Lihat ke Halaman Asli

Belajar Arif dari Kanekes

Diperbarui: 26 Juni 2015   19:19

Kompasiana adalah platform blog. Konten ini menjadi tanggung jawab bloger dan tidak mewakili pandangan redaksi Kompas.

Sosbud. Sumber ilustrasi: KOMPAS.com/Pesona Indonesia

"PANJANG TAK BOLEH DIPOTONG, PENDEK TAK BOLEH DISAMBUNG"

Mudah sekali mengartikan petuah di atas. Hiduplah apa adanya.

Itulah yang dari dulu, dan sampai saat ini masih dipegang erat oleh sekelompok masyarakat di daerah Banten Selatan. Mereka adalah warga Desa Kanekes, Kecamatan Leuwidamar, Kabupaten Lebak, Banten. Atau lebih mudah kebanyakan orang menyebut mereka Orang Baduy.

Tahun 1997 adalah interaksi pertama saya dengan mereka. Pak Utun Leman Kartakusuma, fotografer harian Suara Pembaruan (Sinar Harapan) dan Don Hasman, fotografer tabloid Mutiara yang pertama kali mengenalkan saya pada Urang Kanekes.

Dari pertama kali saya bertemu dan merasakan kehidupan Urang Kanekes, terutama Urang Tangtu (Baduy Dalam), saya sudah merasakan kehidupan yang begitu bersatu bersenyawa dengan alam. Mereka hidup untuk menjaga alam, bukan sekedar memanfaatkan apalagi menguras apa yang alam punya.

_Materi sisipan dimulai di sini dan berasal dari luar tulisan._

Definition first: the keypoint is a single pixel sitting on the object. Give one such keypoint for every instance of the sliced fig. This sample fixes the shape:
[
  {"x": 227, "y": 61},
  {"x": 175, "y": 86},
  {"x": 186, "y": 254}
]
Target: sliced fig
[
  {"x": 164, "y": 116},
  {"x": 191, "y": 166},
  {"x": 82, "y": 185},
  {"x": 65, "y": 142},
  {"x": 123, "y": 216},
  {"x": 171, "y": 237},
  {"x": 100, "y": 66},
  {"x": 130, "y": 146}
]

Ciri paling menonjol dari mereka adalah pakaian mereka yang hanya terdiri atas baju pangsi putih atau hitam, sarung aros hitam, dan ikat kepala putih, serta tanpa alas kaki. Kerap mereka menyandang kantong kain, tas jaro atau koja dari bahan kulit kayu saat mereka bepergian. Mereka selalu bepergian dengan berjalan kaki. Pantang bagi mereka untuk naik kendaraan. Mereka membiarkan kulit kaki mereka merasakan keras, basah, dingin, dan panasnya tanah yang menghidupi mereka.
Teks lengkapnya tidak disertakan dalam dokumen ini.